Why is Warsh optimistic about AI?

As Americans fear AI-related layoffs, Warsh remained optimistic that the technology will make the United States richer and more productive in the long run.

His comments came just days after more than 200 economists and researchers signed a joint statement calling on policymakers to "act now" and address the risks AI poses, including large-scale job displacement.

“I believe that this is a long-term job creator, but will it be disruptive and will some people have their jobs at jeopardy because of the new technologies?” Warsh said. “On that, I can’t offer any sort of guarantee or comfort.”
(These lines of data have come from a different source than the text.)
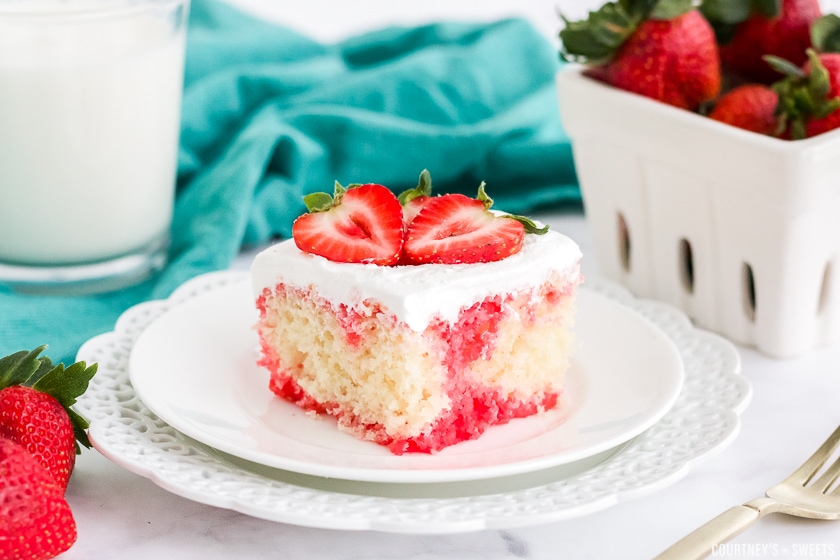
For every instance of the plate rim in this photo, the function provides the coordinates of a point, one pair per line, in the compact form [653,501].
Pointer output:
[164,408]
[125,432]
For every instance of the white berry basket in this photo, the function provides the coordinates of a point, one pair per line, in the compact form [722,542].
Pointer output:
[739,230]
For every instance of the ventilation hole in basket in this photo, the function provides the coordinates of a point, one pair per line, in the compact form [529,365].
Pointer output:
[748,291]
[687,266]
[825,289]
[623,242]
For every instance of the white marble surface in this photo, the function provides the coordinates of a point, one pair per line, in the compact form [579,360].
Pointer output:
[795,406]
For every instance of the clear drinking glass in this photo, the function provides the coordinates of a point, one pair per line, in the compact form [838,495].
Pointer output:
[90,100]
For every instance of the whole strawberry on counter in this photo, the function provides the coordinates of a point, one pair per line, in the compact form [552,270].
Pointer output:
[662,49]
[35,521]
[749,30]
[39,439]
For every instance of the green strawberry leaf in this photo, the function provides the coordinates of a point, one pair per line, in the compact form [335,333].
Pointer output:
[825,33]
[767,8]
[726,11]
[784,67]
[670,9]
[318,202]
[423,188]
[17,368]
[596,39]
[803,96]
[530,225]
[66,384]
[80,426]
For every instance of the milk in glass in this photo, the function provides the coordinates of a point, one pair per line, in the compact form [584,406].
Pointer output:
[90,95]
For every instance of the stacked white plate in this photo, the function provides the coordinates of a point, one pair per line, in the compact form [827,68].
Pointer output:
[179,399]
He added that large AI investment in the private sector makes him optimistic that the U.S. economy will ultimately benefit from large-scale adoption.

“When the private sector deploys this amount of capital, they must see something shiny at the other end of that rainbow,” Warsh said. “They must see a very good return on investment. …I tend to think that private investment has a multiplier way higher than one."

Questions on Fed independence

Democratic lawmakers continued questioning Warsh's independence from Trump, who has attempted to exert unprecedented influence over the central bank in his second term.

"The president has not, before I took this office, before I raised my right hand, he has not tried to influence the conduct of monetary policy," Warsh said, adding he is guided by data and the law. "If he tried to, I would continue to keep my head down and do the job."

Warsh and other members of the Federal Open Market Committee voted to keep its benchmark interest rate unchanged after his first meeting as chair in June. Trump's response at the time? "Whatever."

"The biggest open question from this all is sort of: How can we have confidence that the stances Chair Warsh takes and the decisions he ultimately makes are motivated by economic reasoning, evidence-driven, data-driven analysis, and not this political shadow that just looms large?" Amarnath said, adding Warsh's advocacy for less forward guidance doesn't help calm people's fears. "It would have loomed large over any choice for Fed chair, to be clear. But I think it's something harder to dispel if you're saying less, not more."